= Cab-rank rule =

English legal obligation to accept clients

In English law (and other countries which adopt the rule), the cab-rank rule is the obligation of a barrister to accept any work in a field in which they profess themselves competent to practise, at a court at which they normally appear, and at their usual rates. The rule derives its name from the tradition by which a hackney carriage driver at the head of a queue of taxicabs is obliged to take the first passenger requesting a ride.

The cab rank rule is set out at rC29 of the Bar Standards Board Handbook. It states that if the barrister receives instructions from a professional client and the instructions are appropriate taking into account their experience, seniority and/or field of practice, they must (subject to the
exceptions in rC30) accept those instructions irrespective of:
1. The identity of the client;
2. The nature of the case to which the instructions relate;
3. Whether the client is paying privately or is publicly funded; and
4. Any belief or opinion which the barrister may have formed as to the character, reputation, cause, conduct, guilt or innocence of the client.

== History ==

The ethos of the rule is thought to originate with Thomas Erskine, a prominent and wealthy barrister with links to the leader of the Whig Party, Charles James Fox, who was himself a sympathiser with French revolutionaries.

Erskine – against the advice of his friends, who suspected that it would likely affect his political career – took on the case of Thomas Paine, who was being tried in absentia for seditious libel for the publication of the second part of his Rights of Man. Erskine's speech while defending Paine – unsuccessfully – is noted for a passage on the duty of barristers to take on even unpopular cases:

I will for ever, at all hazards, assert the dignity, independence, and integrity of the English Bar, without which impartial justice, the most valuable part of the English constitution, can have no existence. From the moment that any advocate can be permitted to say that he will or will not stand between the Crown and the subject arraigned in the court where he daily sits to practise, from that moment the liberties of England are at an end.

An important element of the cab-rank rule was outlined by Lord Brougham during the Trial of Queen Caroline, where he asserted the paramount importance of advocates' zealous defence of their clients, even in circumstances where such spirited defence could threaten the very safety of the nation:

[A]n advocate, by the sacred duty of his connection with his client, knows, in the discharge of that office, but one person in the world, that client and none other. To save that client by all expedient means - to protect that client at all hazards and costs to all others, and among others to himself - is the highest and most unquestioned of his duties; and he must not regard the alarm, the suffering, the torment, the destruction, which he may bring upon any other; nay, separating, even the duties of a patriot from those of an advocate, he must go on reckless of the consequences, if his fate it should unhappily be, to involve his country in confusion for his client.

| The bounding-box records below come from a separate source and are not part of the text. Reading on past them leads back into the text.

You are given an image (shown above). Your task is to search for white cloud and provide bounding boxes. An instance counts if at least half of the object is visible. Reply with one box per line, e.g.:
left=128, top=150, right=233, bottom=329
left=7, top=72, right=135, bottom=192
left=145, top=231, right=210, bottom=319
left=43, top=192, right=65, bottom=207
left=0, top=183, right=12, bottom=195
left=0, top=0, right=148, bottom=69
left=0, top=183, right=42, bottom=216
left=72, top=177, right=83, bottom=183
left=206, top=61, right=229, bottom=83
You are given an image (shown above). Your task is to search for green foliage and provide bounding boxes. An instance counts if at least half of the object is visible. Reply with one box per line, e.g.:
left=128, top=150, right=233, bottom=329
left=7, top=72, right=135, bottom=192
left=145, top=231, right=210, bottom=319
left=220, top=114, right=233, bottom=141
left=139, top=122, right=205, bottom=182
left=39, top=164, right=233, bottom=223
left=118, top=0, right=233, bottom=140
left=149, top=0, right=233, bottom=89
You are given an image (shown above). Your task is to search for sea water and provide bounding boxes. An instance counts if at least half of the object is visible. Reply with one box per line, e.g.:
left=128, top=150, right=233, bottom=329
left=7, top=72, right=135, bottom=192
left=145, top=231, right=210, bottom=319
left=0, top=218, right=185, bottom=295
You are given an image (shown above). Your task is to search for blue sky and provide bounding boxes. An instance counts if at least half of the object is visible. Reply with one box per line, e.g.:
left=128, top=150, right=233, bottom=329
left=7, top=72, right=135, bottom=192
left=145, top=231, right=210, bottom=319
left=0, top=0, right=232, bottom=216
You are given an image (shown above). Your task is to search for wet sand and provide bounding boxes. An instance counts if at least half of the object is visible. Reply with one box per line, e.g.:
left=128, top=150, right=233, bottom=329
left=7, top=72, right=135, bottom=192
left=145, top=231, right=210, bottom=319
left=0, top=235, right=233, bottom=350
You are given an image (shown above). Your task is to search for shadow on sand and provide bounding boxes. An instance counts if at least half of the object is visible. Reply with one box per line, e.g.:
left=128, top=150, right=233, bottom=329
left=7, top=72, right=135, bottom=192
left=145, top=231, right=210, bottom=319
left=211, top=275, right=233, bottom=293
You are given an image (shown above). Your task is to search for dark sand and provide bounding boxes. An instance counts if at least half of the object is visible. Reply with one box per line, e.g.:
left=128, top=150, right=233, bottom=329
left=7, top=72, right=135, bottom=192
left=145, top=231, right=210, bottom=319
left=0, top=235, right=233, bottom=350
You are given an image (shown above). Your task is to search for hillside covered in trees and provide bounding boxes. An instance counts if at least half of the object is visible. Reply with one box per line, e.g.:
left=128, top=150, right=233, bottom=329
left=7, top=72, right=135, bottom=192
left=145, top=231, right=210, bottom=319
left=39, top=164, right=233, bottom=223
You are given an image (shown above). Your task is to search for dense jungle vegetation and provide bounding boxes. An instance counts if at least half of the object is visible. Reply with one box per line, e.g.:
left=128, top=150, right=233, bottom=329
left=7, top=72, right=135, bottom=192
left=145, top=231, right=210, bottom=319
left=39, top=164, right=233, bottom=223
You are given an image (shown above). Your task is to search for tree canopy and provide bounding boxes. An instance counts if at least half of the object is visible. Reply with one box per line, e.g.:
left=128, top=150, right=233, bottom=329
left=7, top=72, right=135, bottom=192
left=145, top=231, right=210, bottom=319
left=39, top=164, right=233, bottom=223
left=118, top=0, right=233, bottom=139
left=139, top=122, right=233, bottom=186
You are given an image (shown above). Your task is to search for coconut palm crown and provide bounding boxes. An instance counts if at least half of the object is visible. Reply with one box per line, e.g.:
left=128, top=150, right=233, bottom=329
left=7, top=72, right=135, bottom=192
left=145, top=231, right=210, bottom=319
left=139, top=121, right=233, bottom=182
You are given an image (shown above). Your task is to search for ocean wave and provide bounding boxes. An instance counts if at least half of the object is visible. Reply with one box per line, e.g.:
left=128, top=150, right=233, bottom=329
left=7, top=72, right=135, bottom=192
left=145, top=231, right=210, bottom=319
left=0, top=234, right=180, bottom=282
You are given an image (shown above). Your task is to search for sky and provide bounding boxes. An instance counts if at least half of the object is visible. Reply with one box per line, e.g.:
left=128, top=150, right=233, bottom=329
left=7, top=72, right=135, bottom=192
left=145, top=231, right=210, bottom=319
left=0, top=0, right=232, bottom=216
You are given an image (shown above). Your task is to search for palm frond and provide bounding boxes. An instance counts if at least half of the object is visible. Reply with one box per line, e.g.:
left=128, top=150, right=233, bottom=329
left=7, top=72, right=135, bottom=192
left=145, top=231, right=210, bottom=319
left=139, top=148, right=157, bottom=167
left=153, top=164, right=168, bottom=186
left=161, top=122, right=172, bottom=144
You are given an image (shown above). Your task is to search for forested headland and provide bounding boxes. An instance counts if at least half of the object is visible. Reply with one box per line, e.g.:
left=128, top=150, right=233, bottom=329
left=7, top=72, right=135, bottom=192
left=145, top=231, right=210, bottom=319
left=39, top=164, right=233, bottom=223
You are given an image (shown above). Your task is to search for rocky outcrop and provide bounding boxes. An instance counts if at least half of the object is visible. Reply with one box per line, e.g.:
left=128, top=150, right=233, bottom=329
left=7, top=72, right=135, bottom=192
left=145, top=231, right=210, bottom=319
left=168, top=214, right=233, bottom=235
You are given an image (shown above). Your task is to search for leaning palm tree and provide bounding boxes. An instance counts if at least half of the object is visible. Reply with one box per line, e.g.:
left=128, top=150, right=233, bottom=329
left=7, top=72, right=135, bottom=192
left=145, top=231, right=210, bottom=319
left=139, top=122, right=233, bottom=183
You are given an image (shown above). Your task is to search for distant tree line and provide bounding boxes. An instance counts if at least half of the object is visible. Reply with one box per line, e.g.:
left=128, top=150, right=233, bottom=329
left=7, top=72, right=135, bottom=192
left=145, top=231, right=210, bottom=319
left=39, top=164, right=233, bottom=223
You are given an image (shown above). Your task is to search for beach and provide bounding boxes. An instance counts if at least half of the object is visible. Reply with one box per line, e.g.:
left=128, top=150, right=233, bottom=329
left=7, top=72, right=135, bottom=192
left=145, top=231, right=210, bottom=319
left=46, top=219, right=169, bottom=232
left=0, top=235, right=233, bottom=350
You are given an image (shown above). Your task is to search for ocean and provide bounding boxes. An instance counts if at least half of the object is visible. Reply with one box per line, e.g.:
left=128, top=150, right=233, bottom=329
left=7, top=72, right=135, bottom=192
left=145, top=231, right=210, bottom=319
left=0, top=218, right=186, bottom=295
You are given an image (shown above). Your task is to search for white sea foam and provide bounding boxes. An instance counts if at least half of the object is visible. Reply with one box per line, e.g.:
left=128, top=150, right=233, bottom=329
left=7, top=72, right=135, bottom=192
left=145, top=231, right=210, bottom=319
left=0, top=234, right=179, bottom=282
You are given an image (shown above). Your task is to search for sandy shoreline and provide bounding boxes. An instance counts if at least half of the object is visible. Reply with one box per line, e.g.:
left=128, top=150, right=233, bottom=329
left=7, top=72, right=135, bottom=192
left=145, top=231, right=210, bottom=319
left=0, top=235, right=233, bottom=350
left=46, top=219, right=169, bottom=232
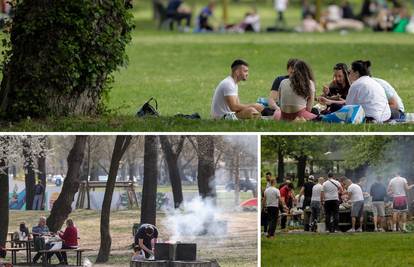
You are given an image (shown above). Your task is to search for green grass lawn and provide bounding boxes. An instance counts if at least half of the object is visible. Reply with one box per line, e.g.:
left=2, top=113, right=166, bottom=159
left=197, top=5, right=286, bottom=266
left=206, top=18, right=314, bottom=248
left=261, top=233, right=414, bottom=267
left=2, top=1, right=414, bottom=132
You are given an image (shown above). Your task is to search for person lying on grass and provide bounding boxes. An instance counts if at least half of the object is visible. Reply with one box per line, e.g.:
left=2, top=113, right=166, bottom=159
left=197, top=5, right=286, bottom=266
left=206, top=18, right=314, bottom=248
left=274, top=60, right=317, bottom=121
left=346, top=60, right=391, bottom=122
left=318, top=63, right=351, bottom=114
left=211, top=59, right=264, bottom=119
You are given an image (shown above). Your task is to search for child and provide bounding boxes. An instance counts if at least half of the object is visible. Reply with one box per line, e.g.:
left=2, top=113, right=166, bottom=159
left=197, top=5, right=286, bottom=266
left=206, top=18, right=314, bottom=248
left=132, top=245, right=145, bottom=261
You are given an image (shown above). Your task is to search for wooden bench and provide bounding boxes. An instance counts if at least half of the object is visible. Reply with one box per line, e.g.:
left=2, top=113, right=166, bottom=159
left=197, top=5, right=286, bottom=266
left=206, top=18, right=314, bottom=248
left=6, top=248, right=30, bottom=265
left=38, top=248, right=92, bottom=267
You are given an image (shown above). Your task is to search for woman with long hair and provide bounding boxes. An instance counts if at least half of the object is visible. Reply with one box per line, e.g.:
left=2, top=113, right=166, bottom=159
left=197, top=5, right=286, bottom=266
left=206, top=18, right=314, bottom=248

In the 1970s, the cab-rank rule was tested. The Birmingham Six, who were accused as bombers from the Irish Republican Army, were due to be tried at the Old Bailey in London. Due to difficulties in instructing any counsel willing to represent the defendants, the Bar was reminded of its duties under the cab-rank rule.

In 2006, a barrister was reprimanded by the Bar Standards Board for refusing to argue a case premised on the client's homosexual relationship, in violation of his own conscience.

The cab-rank rule has been adopted by a number of other common law jurisdictions, including Ireland, and Australia – but, notably, not the United States.

== Ireland ==

As the Irish legal system inherits from the English common law system, its barristers also abide by the cab-rank rule. In 2020, Fianna Fáil politician and later Minister for Justice, Jim O'Callaghan, defended representing former Sinn Féin leader, Gerry Adams, in a libel case against the publisher of the Sunday World in 2015. Mr O'Callaghan and the Bar of Ireland stated that barristers can not discriminate against clients based on their politics. The rule was also controversial during the 2025 Irish presidential election when left-wing candidate and subsequent winner, Catherine Connolly, refused to confirm if she ever represented a financial institution to evict an Irish family from their home. She and the Bar of Ireland defended her position stating the cab-rank rule requires barristers to accept work that is offered. Although it is claimed that barristers can decline work, if they really wanted to.

== Controversies ==

Addressing the continued necessity for the rule in 2010, the Law Society of England and Wales, which represents solicitors, together with the Bar Council questioned its necessity, highlighting increases in competition. The Bar Standards Board requested and received an independent report on the cab-rank rule. After reviewing this report the board issued a press release titled "Removal of the 'cab rank' rule a major threat to justice", arguing that the rule protected lawyers from the stigma of defending an unpopular client.

In 2023, more than one hundred lawyers, including six KCs, declared that they would not serve certain clients in light of the severe consequences of global warming. The Bar Standards Board and the Bar Council immediately issued press releases reaffirming the nature and importance of the cab rank rule.

There is also debate about exceptions to the rule, such as strategic litigation against public participation and sanctions relating to Russia.